3. Mark and space amplitudes over 200 ms, with decoded bits. Blue is the mark-tone amplitude, red the space-tone amplitude, both from a sliding complex matched filter. They swap dominance every 10 ms (one bit period). The black step function is the synchronous slicer's output: 1 when mark wins at the bit centre, 0 when space wins. Reads end-to-end as the bit stream that feeds the CCIR 476 framer.

The Pi Zero 2 W’s modest capacity requires lean signal processing. Reading the RTL-SDR at its default 2.048 MS/s rate dropped parts of the signal, so the sample rate was reduced to 1.024 MS/s.22 Reading the dongle in a continuous stream and decimating on the fly didn’t work either: even on the development Mac the streaming decimator sustained only 86% of realtime, dropping samples in bursts.
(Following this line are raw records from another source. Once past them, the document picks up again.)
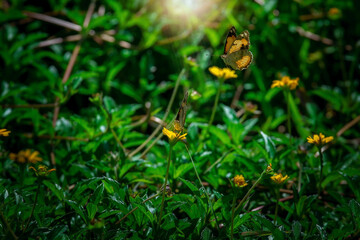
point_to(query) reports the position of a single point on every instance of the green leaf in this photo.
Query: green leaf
(91, 209)
(220, 134)
(182, 169)
(296, 228)
(56, 189)
(191, 186)
(108, 187)
(269, 145)
(297, 119)
(78, 209)
(355, 212)
(269, 225)
(322, 232)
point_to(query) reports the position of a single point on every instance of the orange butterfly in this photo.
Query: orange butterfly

The fix was to read 30 seconds of samples in a single batch and decimate offline. Decimation itself was a second bottleneck. Going from 1.024 MS/s down to the 48 kS/s audio rate in a single step would have demanded a long Finite Impulse Response (FIR)23 filter running at the full input rate, around 150 million multiply-accumulates per second. The Pi can’t sustain that. A two-stage cascade does it instead: a short 81-tap filter decimates first to 256 kS/s, then a polyphase resample drops to 48 kS/s. Each stage stays under 25 million operations per second, an order of magnitude cheaper than the one-shot filter, with the same audio output.

During development, the incoming radio signal ran through SDR++ and BlackHole audio on a Mac. The next step was a sdr_source.py module wrapping pyrtlsdr and reading the signal directly inside Python. Worth noting: pyrtlsdr’s 0.4 release changed the buffer API in a way that breaks the read pattern the decoder uses. It had been unit tested against a synthetic signal, but the code had never been exercised against a real dongle.

A codebreaking-style debugging of a three-layered bug

For testing, a synthetic encoder fed the demodulator and round-tripped cleanly. The next step was using a WebSDR24 in an area with Navtex signal access. One of the early trials fed a WebSDR-recorded signal from Heraklion.25 757 seconds of strong signal produced this output: KQARK GBKGWGRH BSGKR JCQ JCQ .... No ‘ZCZC’ frame anywhere (every Navtex message is framed by ZCZC … NNNN), although the waveform clearly showed the start of the transmission.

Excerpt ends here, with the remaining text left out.